# Spark: Introduction to Framework

[Apache Spark™](https://spark.apache.org/) is a unified analytics engine for large-scale data processing. JupyterHub installation offers you a Spark kernel with [PySpark API](https://spark.apache.org/docs/latest/api/python/index.html).

__NOTE:__ You should start your server with a `Spark environment` to get advances of `Spark`.

![Jupyter dashboard showing files tab](images/jupyterlab_spark_env.jpg)

## Import libraries and get access to Spark UI

In [None]:
import os
import json
import sklearn
import socket
from pyspark import SparkContext, SparkConf
from pyspark.sql import SparkSession
from pyspark.sql import functions as F

In [None]:
print('user:', os.environ['JUPYTERHUB_SERVICE_PREFIX'])

def uiWebUrl(self):
    from urllib.parse import urlparse
    web_url = self._jsc.sc().uiWebUrl().get()
    port = urlparse(web_url).port
    return '{}proxy/{}/jobs/'.format(os.environ['JUPYTERHUB_SERVICE_PREFIX'], port)

SparkContext.uiWebUrl = property(uiWebUrl)

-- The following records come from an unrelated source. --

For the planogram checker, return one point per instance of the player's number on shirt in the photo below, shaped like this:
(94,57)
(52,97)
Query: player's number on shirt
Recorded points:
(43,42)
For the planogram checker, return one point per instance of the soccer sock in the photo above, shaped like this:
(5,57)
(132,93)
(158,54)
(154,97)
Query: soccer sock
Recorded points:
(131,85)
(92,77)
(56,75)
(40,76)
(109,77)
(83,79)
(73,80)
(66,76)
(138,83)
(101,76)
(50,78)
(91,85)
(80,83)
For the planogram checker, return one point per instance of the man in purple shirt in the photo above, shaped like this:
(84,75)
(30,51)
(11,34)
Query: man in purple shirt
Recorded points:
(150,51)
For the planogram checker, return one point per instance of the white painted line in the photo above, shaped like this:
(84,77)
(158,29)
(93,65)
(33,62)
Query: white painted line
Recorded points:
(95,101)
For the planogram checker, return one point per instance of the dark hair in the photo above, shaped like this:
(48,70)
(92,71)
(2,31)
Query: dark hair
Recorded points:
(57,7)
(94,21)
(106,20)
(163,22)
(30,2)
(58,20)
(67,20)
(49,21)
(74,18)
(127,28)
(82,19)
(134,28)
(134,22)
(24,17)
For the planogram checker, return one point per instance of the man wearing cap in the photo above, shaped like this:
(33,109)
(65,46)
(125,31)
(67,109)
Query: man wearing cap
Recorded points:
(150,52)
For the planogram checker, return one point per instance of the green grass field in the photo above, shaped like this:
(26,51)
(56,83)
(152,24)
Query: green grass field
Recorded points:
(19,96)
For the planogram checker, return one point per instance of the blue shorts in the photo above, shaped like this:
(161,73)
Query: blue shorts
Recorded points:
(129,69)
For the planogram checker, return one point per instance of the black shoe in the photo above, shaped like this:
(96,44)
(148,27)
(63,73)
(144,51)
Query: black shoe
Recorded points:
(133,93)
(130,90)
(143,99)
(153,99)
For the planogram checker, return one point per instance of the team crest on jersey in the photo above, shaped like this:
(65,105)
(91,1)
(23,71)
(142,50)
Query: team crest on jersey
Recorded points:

conf = SparkConf().set('spark.master', 'local[*]').set('spark.driver.memory', '4g')
sc = SparkContext(conf=conf)
spark = SparkSession(sc)
spark

In [None]:
sc

## Data load from local disk

Let's read local stored csv file to `Spark dataframe`:

In [None]:
sdf = spark.read.csv(
    './data/telecom_churn.csv', 
    sep=',', 
    header=True
)
sdf.printSchema()

Spark does not store dataframe in memory and processes it only if some method is called. Below we select first 5 rows of the `Spark dataframe` and convert them to `Pandas dataframe`:

In [None]:
sdf.limit(5).toPandas().head()

In [None]:
print('total rows in spark dataframe:', sdf.count())

## Data process examples

In [None]:
from pyspark.sql.functions import udf, col, desc, rank, row_number

In [None]:
sdf.limit(5).orderBy('Total day minutes').toPandas()

In [None]:
sdf.select('Churn').distinct().show()

In [None]:
sdf.groupby('Voice mail plan').count().show()

In [None]:
sdf.groupby('State').count().sort(col('count').desc()).show()

In [None]:
sdf.select(
    'State',
    'Voice mail plan',
    'Number vmail messages'
).filter(
    col('State') == 'WY'
).limit(
    10
).toPandas()

## Apply arbitary function to Spark dataframe

Apply function to one column:

In [None]:
from pyspark.sql.functions import udf
from pyspark.sql.types import *

In [None]:
def one_hot(text):
    if text == 'False':
        return 0
    elif text == 'True':
        return 1
    else:
        return 2

In [None]:
udf_one_hot = udf(lambda x: one_hot(x), IntegerType())
sdf = sdf.withColumn('Churn_OH', udf_one_hot('Churn'))

In [None]:
sdf.select('Churn_OH').distinct().show()

Use two columns as an input to the function:

In [None]:
def sum_of_cols(x, y):
    return int(x) + int(y)

sum_cols = udf(sum_of_cols, IntegerType())
sdf = sdf.withColumn('Day and Night', sum_cols('Total day calls', 'Total night calls'))

In [None]:
sdf.select('Day and Night').limit(5).show()